I knew I wanted to write, but knew I didn’t have much to write about yet. The one thing I could do, as an English major, was read books, think about them, and then write up my opinions. I’d written a couple of book reviews for free, for hometown papers, and I saw my chance to break in to the big time when the Inquirer’s book editor left in a scandal involving the sale of advanced readers’ copies to used bookstores.
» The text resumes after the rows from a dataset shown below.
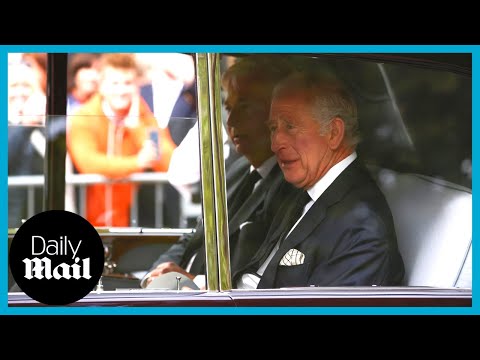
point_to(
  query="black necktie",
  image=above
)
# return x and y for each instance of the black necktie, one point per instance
(295, 212)
(244, 191)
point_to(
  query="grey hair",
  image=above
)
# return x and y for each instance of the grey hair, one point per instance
(329, 99)
(269, 69)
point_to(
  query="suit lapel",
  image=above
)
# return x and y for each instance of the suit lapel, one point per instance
(315, 215)
(253, 201)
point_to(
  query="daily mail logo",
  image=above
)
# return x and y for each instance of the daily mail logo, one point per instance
(42, 267)
(56, 257)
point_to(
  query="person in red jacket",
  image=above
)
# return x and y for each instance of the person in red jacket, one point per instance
(110, 135)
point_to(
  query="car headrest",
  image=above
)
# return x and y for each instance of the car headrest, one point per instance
(433, 222)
His replacement was a lovely woman named Rebecca Pepper Sinkler, a Penn graduate like me. A friend working as an editorial assistant at a New York publisher sent me an advance copy of a first novel by Brett Singer called The Petting Zoo, because she thought I’d like this story of young love. Brashly, I wrote a capsule review (the Inquirer ran a series of 75-words reviews back then) and sent it off, with a note introducing myself.
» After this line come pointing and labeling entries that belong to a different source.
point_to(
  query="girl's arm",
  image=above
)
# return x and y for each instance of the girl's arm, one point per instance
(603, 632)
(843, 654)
Amazingly, she accepted it, and paid me the grand sum of $25. She invited me to come down to her office and look through the review copies she had, to see if there was something else that interested me. Walking away from her office that afternoon, carrying a couple of (free!) books, I first realized I could now call her “my editor.” And what a wonderful feeling that was. I’ve had lots of editors since then, even been an editor myself, but at that moment I felt like I had entered, for the first time, the world of publishing, a place I knew I wanted to belong.
If you savor those small moments, you’ll find writing is a career full of milestones to celebrate. My first published work of fiction? A contest-winning story called “My Cousin’s Keeper.” The first story I made money from? A piece of gay erotica called “The Cop Who Caught Me” in Honcho magazine. My first agent, my first book contract, seeing the cover of my first book—all those are terrific moments.
What are some of your favorite writing moments?
A cop, a Brit, a deb, a B-school grad, a guy with good hair, and a wisecracking lawyer wrestle with the naked truth about literature and life.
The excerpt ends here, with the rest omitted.